Read the current CLAUDE.md fully, then classify every section and line.

**KEEP** — information agents cannot reliably discover from code:

- Build / test / lint / dev-server commands (exact invocation form)
- Single-test-file execution example
- Non-obvious compiler/linter constraints (ones where the error message alone doesn't make the fix obvious)
- Module-level dependency constraints (what must NOT import what)
- Global / singleton state patterns and initialization order
- Non-obvious conventions (unit system, coordinate system, naming conventions)
- Separate entry-point URLs (one line each)
- Pointers to detailed docs (`docs/` etc.) — one or two lines maximum

**REMOVE** — information agents can discover by reading code or using tools:

- Directory structure / file trees (discoverable via Glob / ls)
- Type definitions, interfaces, enums (readable from source)
- Tool / API / endpoint tables (self-describing)
- Architecture overview prose (doesn't help agents find files faster)
- Implementation details (rendering pipelines, data format descriptions, etc.)
- Content duplicated from README.md or CONTRIBUTING.md
- Listings of files inside docs/ (keep only a pointer like "Detailed specs in `docs/`")
- Badges, logos, decorative formatting

### Step 7 — Generate optimized version

- Produce the optimized CLAUDE.md following the Output Template below.
- **Preserve the original language** of the file. If the original is in Japanese, the output must also be in Japanese. Do not translate.
- If a section would be empty after filtering, omit that section entirely.

### Step 8 — Show diff and ask for confirmation

Present to the user:

1. A **before / after line count** (e.g., "92 lines → 38 lines").
2. The **full unified diff** between the original and optimized versions (use a fenced code block with `diff` syntax highlighting).
3. A **list of removed items** (brief summary of what was cut and why).
4. Ask: "Apply this optimization? (yes/no)"
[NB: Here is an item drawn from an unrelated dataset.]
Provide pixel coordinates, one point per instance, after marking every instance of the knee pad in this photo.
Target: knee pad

**Do NOT write the file until the user confirms.**

### Step 9 — Write

After user approval, write the optimized content using the Write tool.

## Output Template

The optimized CLAUDE.md should follow this structure:

```
# CLAUDE.md

## Commands

(All build/test/lint/dev commands with exact invocation. Include a single-test example.)

## [Language/Tool] Constraints

(Non-obvious compiler, linter, or tooling constraints. Omit this section if there are none.)

## Architecture Rules

(Hard dependency constraints, singleton/state patterns, initialization order, conventions like unit systems. Only rules an agent could violate without this guidance.)

## References

(1-2 line pointers to docs/ or other detailed documentation. Omit if not applicable.)
```

## Quality Checks

Before presenting the diff, verify:

1. **Command coverage**: every command from the original CLAUDE.md is preserved in the optimized version (unless it was clearly wrong or obsolete).
2. **Line budget**: aim for 20–60 lines. If the result exceeds 60 lines, look for more content to cut. If under 15 lines, check whether important constraints were lost.
3. **No new content**: do not add information that was not in the original file (except for the section headers from the template).